Contrary to popular belief, there are times when a SWAT team fulfills a purpose. This was one of those times.

Police looked to charge three Jack Boys who were eventually taken into custody, including the man who was shot, the source said. Investigators also sought charges against two members of the Body Snatchers — the driver who crashed the Charger and the 20-year-old man he took to West Suburban.

Detectives wanted to charge the Body Snatchers affiliates with the killing of their slain accomplice under Illinois’ controversial felony murder rule, which allows a defendant to be convicted of first-degree murder if they commit certain felonies that ultimately lead to another person’s death.

But as the opening to Law & Order has taught a generation of broadcast TV watchers, the police are only one part of the team.

In the Criminal Justice System, the people are represented by two separate, yet equally important groups: The police who investigate crime, and the District Attorneys who prosecute the offenders.

The cops don’t get to decide who gets prosecuted for what. That’s the prosecutor’s job. And Kim Foxx, the progressive prosecutor of Cook County, made her decision.
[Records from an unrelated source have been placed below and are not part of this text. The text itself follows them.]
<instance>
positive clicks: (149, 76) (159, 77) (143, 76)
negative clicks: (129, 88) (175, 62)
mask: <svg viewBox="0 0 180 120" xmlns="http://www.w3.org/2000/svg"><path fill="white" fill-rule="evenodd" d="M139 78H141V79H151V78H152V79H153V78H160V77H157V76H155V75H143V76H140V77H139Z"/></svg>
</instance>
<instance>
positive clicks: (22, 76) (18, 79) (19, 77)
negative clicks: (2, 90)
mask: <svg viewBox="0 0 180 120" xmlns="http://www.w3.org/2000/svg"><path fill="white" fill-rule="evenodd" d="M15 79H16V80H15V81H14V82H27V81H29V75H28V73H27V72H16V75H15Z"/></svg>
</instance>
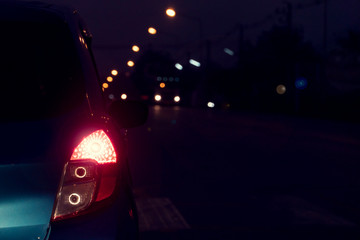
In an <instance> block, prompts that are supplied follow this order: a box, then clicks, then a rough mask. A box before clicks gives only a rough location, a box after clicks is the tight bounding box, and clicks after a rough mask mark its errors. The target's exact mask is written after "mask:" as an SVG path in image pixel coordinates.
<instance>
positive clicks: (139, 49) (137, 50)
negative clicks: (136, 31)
mask: <svg viewBox="0 0 360 240" xmlns="http://www.w3.org/2000/svg"><path fill="white" fill-rule="evenodd" d="M132 50H133V51H134V52H138V51H140V48H139V46H136V45H134V46H133V47H132Z"/></svg>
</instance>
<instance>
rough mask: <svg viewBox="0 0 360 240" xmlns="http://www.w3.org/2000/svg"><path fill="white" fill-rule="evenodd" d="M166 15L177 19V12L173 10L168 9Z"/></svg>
mask: <svg viewBox="0 0 360 240" xmlns="http://www.w3.org/2000/svg"><path fill="white" fill-rule="evenodd" d="M166 15H168V16H169V17H175V15H176V12H175V10H174V9H173V8H168V9H166Z"/></svg>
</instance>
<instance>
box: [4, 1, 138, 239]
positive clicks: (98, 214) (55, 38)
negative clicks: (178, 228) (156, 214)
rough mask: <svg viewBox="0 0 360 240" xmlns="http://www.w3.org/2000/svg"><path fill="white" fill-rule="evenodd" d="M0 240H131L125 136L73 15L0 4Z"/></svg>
mask: <svg viewBox="0 0 360 240" xmlns="http://www.w3.org/2000/svg"><path fill="white" fill-rule="evenodd" d="M0 26H1V29H2V34H1V38H0V48H1V58H2V61H1V62H2V64H1V65H0V81H1V90H2V91H1V94H0V109H1V111H2V112H1V115H0V130H1V136H2V141H1V153H2V154H1V156H0V239H14V240H15V239H16V240H17V239H22V240H23V239H52V240H54V239H133V238H136V237H137V215H136V208H135V204H134V199H133V196H132V191H131V179H130V173H129V169H128V164H127V156H126V148H125V147H126V146H125V132H124V131H123V130H122V129H121V126H119V124H118V123H117V122H116V121H115V120H114V119H113V118H112V117H110V116H109V115H108V114H107V113H106V111H105V105H104V102H103V97H102V93H101V88H100V84H99V82H98V77H97V71H96V67H95V64H94V59H93V55H92V52H91V46H90V42H91V34H90V33H89V31H88V29H87V28H86V26H85V25H84V23H83V21H82V20H81V18H80V17H79V15H78V13H77V12H76V11H72V10H70V9H67V8H65V7H58V6H54V5H50V4H43V3H34V2H31V3H26V2H0Z"/></svg>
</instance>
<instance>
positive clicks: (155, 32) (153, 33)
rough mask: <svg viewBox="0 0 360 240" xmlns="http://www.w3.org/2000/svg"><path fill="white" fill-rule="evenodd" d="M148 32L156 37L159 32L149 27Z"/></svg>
mask: <svg viewBox="0 0 360 240" xmlns="http://www.w3.org/2000/svg"><path fill="white" fill-rule="evenodd" d="M148 32H149V33H150V34H151V35H155V34H156V32H157V31H156V29H155V28H153V27H149V28H148Z"/></svg>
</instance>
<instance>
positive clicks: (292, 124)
mask: <svg viewBox="0 0 360 240" xmlns="http://www.w3.org/2000/svg"><path fill="white" fill-rule="evenodd" d="M48 2H56V3H60V4H69V5H71V6H73V7H75V8H77V9H78V10H79V12H80V15H81V16H82V17H83V18H84V19H85V21H86V22H87V24H88V27H89V28H90V30H91V31H92V33H93V35H94V38H93V50H94V54H95V57H96V60H97V64H98V68H99V71H100V75H101V81H102V84H103V91H104V94H105V96H106V97H107V98H108V99H109V101H111V100H114V99H123V100H126V99H137V100H141V101H144V102H147V103H148V104H149V110H150V114H149V119H148V122H147V123H146V124H145V125H144V126H143V127H140V128H136V129H130V130H129V131H128V133H129V135H128V136H129V139H128V145H129V158H130V167H131V171H132V174H133V181H134V193H135V195H136V198H137V205H138V209H139V215H140V230H141V238H142V239H264V238H267V239H324V238H326V239H359V237H360V230H359V223H360V178H359V174H358V173H359V168H360V163H359V159H360V138H359V136H360V126H359V121H360V114H359V113H358V111H359V107H360V94H359V93H360V14H359V12H360V2H359V1H358V0H343V1H336V0H288V1H284V0H226V1H220V0H206V1H205V0H191V1H190V0H182V1H176V0H157V1H146V0H132V1H125V0H118V1H110V0H104V1H101V2H100V1H94V0H87V1H84V0H71V1H70V0H61V1H55V0H52V1H50V0H49V1H48Z"/></svg>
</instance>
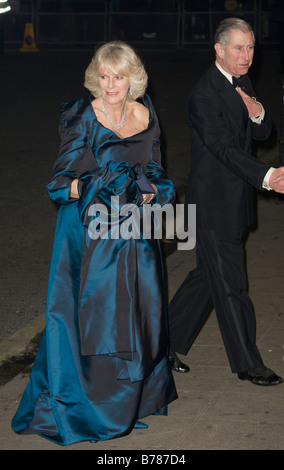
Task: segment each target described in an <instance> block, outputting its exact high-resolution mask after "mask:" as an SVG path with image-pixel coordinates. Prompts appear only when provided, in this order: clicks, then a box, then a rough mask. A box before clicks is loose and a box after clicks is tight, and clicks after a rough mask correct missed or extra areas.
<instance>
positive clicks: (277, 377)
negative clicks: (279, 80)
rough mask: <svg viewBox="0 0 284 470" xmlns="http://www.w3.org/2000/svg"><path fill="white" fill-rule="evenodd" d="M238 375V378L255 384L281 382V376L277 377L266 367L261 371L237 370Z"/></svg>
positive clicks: (280, 383)
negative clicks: (252, 371)
mask: <svg viewBox="0 0 284 470" xmlns="http://www.w3.org/2000/svg"><path fill="white" fill-rule="evenodd" d="M238 377H239V379H240V380H249V381H250V382H251V383H253V384H255V385H279V384H282V383H283V379H282V377H279V376H278V375H276V374H275V373H274V372H273V370H270V369H266V370H265V371H264V372H262V373H256V372H252V371H247V372H239V373H238Z"/></svg>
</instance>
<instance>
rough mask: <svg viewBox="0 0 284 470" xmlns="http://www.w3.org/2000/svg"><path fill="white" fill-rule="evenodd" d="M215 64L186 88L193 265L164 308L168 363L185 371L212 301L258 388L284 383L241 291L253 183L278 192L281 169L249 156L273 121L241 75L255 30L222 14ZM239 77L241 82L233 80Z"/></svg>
mask: <svg viewBox="0 0 284 470" xmlns="http://www.w3.org/2000/svg"><path fill="white" fill-rule="evenodd" d="M214 47H215V51H216V62H215V64H214V65H212V66H211V67H210V68H209V70H208V71H207V72H206V73H205V74H204V76H203V77H202V78H201V80H200V81H199V82H198V83H197V85H196V86H195V87H194V89H193V90H192V92H191V95H190V98H189V102H188V122H189V129H190V139H191V171H190V175H189V181H188V187H187V192H186V200H187V202H188V203H190V204H196V212H197V220H196V222H197V225H196V228H197V241H196V247H197V267H196V268H195V269H194V270H193V271H191V272H190V273H189V274H188V276H187V277H186V279H185V280H184V282H183V283H182V285H181V286H180V288H179V289H178V291H177V293H176V294H175V296H174V298H173V299H172V301H171V303H170V305H169V328H170V342H171V349H170V364H171V367H172V369H173V370H175V371H178V372H188V371H189V367H188V366H187V365H185V364H183V363H182V362H181V361H180V359H179V358H178V356H177V355H176V352H179V353H182V354H187V352H188V350H189V348H190V346H191V345H192V343H193V341H194V339H195V338H196V336H197V334H198V333H199V331H200V329H201V327H202V325H203V323H204V322H205V320H206V319H207V317H208V315H209V313H210V311H211V310H212V307H213V306H214V308H215V311H216V315H217V319H218V323H219V327H220V331H221V334H222V338H223V341H224V345H225V348H226V352H227V356H228V359H229V363H230V366H231V369H232V372H236V373H238V377H239V378H240V379H242V380H249V381H251V382H252V383H254V384H258V385H277V384H280V383H282V382H283V380H282V378H281V377H279V376H277V375H276V374H275V373H274V372H273V371H272V370H270V369H268V368H267V367H265V366H264V364H263V362H262V359H261V355H260V353H259V351H258V348H257V346H256V344H255V316H254V311H253V306H252V302H251V300H250V297H249V295H248V292H247V277H246V268H245V261H244V243H243V237H244V232H245V229H246V227H247V226H249V225H251V224H252V223H253V215H254V201H253V192H254V187H256V188H258V189H261V190H262V189H263V190H264V189H267V190H270V189H273V190H275V191H277V192H279V193H284V167H280V168H277V169H275V168H270V165H268V164H266V163H263V162H260V161H258V160H257V159H255V158H254V157H253V156H252V155H251V145H252V139H257V140H264V139H267V138H268V137H269V135H270V132H271V127H272V123H271V119H270V117H269V115H268V114H267V113H266V112H265V110H264V109H263V106H262V105H261V103H259V102H258V101H257V99H256V98H255V93H254V91H253V89H252V86H251V82H250V79H249V78H248V76H247V72H248V69H249V67H250V65H251V63H252V59H253V53H254V34H253V31H252V29H251V27H250V25H248V24H247V23H246V22H245V21H243V20H241V19H238V18H226V19H225V20H223V21H222V22H221V23H220V25H219V26H218V28H217V30H216V35H215V46H214ZM236 78H239V79H242V81H241V80H240V82H239V83H235V79H236Z"/></svg>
In a statement later Sunday, Cristina Villareal, a spokeswoman for the Cook County state’s attorney’s office, explained that prosecutors had “determined that the evidence was insufficient to meet our burden of proof to approve felony charges.” Police officials agreed with the decision, Villareal added.

That can happen, that as much as they know bad things happened, they lack the evidence needed to prosecute any particular person for having committed the crime. But there was more.
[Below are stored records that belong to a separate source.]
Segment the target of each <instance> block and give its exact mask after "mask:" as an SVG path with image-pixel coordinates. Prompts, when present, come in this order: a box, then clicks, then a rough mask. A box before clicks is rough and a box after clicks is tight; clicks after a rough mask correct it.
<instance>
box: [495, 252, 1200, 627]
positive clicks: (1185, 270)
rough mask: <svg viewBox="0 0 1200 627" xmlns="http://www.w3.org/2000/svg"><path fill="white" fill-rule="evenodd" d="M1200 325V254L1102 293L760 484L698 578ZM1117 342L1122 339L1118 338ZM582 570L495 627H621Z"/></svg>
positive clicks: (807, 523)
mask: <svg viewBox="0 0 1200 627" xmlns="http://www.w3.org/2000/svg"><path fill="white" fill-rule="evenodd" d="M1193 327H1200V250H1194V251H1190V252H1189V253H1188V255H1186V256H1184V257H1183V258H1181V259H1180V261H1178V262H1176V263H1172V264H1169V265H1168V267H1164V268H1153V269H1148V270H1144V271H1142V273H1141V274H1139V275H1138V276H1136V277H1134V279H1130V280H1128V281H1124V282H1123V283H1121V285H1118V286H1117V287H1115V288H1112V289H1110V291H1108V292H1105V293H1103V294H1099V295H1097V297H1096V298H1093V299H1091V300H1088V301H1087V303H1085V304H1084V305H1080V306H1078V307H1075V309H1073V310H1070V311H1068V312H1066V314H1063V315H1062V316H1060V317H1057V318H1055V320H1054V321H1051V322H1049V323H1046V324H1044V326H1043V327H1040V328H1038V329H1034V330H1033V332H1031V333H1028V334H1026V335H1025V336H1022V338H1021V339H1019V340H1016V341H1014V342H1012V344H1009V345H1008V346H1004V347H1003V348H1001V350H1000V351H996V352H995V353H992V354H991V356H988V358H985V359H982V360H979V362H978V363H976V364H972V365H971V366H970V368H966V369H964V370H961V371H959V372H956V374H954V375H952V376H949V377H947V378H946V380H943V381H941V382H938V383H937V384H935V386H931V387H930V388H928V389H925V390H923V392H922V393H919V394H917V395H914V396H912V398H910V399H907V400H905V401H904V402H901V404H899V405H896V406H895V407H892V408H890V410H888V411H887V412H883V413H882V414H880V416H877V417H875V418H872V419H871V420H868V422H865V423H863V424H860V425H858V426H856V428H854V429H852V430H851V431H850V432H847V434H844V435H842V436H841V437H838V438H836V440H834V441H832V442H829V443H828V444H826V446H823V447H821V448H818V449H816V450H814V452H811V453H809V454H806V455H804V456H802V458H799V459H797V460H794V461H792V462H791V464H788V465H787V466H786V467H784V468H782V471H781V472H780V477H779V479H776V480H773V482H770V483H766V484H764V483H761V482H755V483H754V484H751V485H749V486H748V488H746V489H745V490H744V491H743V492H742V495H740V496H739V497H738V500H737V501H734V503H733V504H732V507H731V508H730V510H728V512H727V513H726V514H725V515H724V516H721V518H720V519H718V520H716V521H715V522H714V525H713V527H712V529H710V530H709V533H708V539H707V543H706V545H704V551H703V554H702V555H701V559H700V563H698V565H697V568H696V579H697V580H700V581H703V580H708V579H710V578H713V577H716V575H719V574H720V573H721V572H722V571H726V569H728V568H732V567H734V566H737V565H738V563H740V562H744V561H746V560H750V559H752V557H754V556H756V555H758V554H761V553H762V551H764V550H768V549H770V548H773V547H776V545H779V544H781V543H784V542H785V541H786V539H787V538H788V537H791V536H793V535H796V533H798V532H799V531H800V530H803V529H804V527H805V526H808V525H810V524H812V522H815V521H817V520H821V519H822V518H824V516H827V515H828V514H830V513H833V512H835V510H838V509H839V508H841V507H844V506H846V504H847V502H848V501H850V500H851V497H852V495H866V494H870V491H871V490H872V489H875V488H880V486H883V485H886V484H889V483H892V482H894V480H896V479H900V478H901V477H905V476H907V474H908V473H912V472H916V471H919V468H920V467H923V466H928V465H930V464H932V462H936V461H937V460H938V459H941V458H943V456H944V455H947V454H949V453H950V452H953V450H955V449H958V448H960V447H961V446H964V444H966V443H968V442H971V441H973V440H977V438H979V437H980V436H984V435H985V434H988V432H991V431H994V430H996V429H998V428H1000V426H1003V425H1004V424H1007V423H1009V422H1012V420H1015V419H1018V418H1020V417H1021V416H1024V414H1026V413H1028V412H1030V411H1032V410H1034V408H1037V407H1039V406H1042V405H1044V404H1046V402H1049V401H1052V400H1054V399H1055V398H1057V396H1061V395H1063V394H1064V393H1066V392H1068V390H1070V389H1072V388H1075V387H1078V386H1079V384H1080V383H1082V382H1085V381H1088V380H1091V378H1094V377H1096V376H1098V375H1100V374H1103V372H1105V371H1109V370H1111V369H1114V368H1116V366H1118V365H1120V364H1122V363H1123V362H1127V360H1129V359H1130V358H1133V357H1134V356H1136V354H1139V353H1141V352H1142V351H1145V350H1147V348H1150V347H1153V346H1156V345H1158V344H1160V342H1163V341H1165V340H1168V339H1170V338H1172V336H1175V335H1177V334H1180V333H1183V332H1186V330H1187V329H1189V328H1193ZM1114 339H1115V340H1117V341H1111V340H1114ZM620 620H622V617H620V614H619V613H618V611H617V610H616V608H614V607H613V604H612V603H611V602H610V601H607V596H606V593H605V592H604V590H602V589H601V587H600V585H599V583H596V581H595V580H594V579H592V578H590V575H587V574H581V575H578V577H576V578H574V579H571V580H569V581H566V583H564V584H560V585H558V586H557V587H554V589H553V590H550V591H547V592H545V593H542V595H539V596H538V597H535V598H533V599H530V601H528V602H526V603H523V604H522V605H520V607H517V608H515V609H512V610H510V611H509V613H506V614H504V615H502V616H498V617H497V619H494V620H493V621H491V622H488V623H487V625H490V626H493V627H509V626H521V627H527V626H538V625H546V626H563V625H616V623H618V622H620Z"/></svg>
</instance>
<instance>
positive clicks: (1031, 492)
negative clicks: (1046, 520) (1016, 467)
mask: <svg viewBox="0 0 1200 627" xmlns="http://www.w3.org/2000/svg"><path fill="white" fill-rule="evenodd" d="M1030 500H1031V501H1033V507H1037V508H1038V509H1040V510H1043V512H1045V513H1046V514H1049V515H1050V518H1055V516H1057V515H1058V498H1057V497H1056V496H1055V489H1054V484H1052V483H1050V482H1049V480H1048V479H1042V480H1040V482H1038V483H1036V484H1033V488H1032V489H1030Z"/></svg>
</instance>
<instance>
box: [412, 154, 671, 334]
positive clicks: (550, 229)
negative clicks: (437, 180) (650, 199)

But the report also framed the state’s attorney’s office’s decision to decline charges in a different light: “Mutual combatants was cited as the reason for the rejection.” Mutual combat is a legal term used to define a fight or struggle that two parties willingly engage in.

Mutual combatants refers to two or more individuals who intentionally and consensually engage in a fair fight. It’s not unusual to apply the concept to a couple of guys beating each other up, the old “duke it out” before “hug it out” became the less painful way of settling differences. Is that what happened here? Does that apply to shootouts on the streets of Chicago? As Mayor Lori Lightfoot said, this “could send a dangerous message as the city grapples with a continued surge in violent crime.”

Maybe that is the message, that warring gangs are free to choose to thin the herd among themselves without fear of legal peril? If not, Foxx’s decision not to prosecute would appear to be wholly inexplicable. Perhaps there is some progressive tenet that eludes me, but allowing free shootouts on the street is not a future most people will support, mutual combatants or not.